Niagara Recycling's history dates back to 1974 when the Niagara Training and Employment Agency located in Port Robinson, Ontario began a recycling program to provide training and employment for developmentally challenged adults. The operation became incorporated as the Niagara Training and Employment Agency (NTEC) on Nov. 3, 1978. Not long after this the name Niagara Recycling was chosen.
At first, collection was limited to curbside collection of newspaper that residents would request via telephone. But, early in 1979 we began monthly curbside newspaper collection by ward. Shortly after, glass bottles, jars and steel cans were added to the collection service decreasing the amount of waste going to landfills.
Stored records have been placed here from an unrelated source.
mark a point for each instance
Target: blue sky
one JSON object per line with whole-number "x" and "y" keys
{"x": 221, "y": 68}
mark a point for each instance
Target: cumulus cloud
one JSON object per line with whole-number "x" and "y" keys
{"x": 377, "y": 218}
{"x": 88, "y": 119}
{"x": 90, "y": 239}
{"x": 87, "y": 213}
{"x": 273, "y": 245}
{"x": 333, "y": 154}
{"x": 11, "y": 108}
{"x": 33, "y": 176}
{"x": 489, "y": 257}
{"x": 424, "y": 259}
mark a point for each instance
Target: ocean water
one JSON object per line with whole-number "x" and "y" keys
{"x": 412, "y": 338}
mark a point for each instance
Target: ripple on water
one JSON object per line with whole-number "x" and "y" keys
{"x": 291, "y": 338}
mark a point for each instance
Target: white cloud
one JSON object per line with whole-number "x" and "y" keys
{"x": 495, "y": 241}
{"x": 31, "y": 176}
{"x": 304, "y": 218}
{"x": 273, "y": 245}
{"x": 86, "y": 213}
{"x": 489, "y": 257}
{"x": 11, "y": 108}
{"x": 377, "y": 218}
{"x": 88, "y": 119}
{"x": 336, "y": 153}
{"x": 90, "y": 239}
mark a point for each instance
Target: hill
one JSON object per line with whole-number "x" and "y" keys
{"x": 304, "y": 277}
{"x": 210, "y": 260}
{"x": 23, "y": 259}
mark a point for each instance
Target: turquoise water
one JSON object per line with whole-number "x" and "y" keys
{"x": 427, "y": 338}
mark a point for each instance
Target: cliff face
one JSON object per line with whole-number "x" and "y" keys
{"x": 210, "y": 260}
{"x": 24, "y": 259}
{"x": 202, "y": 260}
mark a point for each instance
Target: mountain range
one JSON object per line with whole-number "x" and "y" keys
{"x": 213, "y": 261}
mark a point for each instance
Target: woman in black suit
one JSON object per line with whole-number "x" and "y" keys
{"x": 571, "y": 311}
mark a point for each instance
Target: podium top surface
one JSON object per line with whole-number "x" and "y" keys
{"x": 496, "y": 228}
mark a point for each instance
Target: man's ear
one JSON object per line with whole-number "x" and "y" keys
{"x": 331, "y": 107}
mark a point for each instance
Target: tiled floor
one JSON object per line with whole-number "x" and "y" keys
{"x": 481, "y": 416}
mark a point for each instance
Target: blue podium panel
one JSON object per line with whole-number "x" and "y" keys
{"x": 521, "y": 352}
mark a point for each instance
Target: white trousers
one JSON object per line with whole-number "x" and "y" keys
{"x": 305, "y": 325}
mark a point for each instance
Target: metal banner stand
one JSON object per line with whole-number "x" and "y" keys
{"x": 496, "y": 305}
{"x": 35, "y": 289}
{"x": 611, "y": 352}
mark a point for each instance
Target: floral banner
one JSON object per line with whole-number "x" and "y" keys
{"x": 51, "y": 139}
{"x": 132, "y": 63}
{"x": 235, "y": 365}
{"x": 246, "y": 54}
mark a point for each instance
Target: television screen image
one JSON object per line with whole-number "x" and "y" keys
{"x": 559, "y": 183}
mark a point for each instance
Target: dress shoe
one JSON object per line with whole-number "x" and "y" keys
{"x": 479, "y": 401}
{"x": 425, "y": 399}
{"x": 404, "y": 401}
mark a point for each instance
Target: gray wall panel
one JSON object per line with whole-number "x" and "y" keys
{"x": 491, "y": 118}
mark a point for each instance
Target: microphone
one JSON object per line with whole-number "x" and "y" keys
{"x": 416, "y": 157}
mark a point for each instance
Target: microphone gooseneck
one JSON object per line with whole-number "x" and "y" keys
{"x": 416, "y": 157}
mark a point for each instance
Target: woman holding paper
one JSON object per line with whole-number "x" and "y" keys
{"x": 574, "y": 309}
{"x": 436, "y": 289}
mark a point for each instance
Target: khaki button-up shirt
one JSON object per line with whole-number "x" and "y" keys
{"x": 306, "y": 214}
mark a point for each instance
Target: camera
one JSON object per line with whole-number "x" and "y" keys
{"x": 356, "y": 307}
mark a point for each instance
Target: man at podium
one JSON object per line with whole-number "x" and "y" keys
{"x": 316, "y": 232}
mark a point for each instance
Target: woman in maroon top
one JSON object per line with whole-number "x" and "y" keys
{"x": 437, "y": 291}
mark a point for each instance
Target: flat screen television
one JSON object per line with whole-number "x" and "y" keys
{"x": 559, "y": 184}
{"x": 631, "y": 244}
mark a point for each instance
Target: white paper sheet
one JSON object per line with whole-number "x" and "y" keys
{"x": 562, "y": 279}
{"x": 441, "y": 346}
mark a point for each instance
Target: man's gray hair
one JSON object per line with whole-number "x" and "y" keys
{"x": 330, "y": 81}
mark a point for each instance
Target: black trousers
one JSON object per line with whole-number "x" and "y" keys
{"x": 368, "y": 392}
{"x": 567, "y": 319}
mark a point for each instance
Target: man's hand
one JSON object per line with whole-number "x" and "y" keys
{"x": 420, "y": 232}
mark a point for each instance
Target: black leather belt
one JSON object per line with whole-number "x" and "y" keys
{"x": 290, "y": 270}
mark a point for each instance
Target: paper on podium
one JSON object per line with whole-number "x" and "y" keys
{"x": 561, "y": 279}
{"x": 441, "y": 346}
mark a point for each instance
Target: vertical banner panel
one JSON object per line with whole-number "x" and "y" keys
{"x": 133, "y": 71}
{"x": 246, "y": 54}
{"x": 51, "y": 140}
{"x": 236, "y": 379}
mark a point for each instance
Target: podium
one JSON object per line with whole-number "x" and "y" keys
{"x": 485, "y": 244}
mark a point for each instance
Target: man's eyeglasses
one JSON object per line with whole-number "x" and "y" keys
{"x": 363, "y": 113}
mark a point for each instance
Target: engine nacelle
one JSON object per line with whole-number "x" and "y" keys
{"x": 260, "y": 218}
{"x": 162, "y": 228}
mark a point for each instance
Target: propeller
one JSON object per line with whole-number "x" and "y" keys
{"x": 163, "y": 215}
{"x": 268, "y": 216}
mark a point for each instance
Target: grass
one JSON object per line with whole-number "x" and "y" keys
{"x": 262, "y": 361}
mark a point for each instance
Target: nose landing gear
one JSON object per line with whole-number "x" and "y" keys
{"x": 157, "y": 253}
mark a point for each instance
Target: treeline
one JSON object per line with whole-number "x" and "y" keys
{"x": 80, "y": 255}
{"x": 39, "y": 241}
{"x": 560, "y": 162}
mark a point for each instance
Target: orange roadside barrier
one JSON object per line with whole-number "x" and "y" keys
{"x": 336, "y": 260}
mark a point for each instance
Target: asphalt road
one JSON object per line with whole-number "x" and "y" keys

Then, later that same year, twice-monthly collection began and recycling collection became linked to regular garbage collection days.
The first residential curbside recycling program was started in the Town of Pelham in 1985. The success of this program set a precedent for similar programs that followed through the '80s. By October 1986, the operation had expanded to a multi-material curbside program using Niagara Recycling vehicles in Thorold, Port Colborne, Welland, Pelham, and Niagara Falls. The first PET (plastic) curbside collection program in Ontario began in Pelham in the mid '80s.
In 1989, 10 years after recycling began in Niagara, the Blue Box program expanded from the urban streetscape to the rural countryside of the Niagara Region. A year later, Niagara Recycling working with the four school boards and the Ministry of the Environment brought the Student Action for Recycling (STAR) program to the Niagara Region. Recycling had become well-established in the Niagara Region.
In 2003, new grey box programs were launched in the West Lincoln area. By 2004, the entire regional curbside program included both the blue and grey boxes.
Today the name Niagara Recycling has become synonymous with the recycling program in the Niagara Region.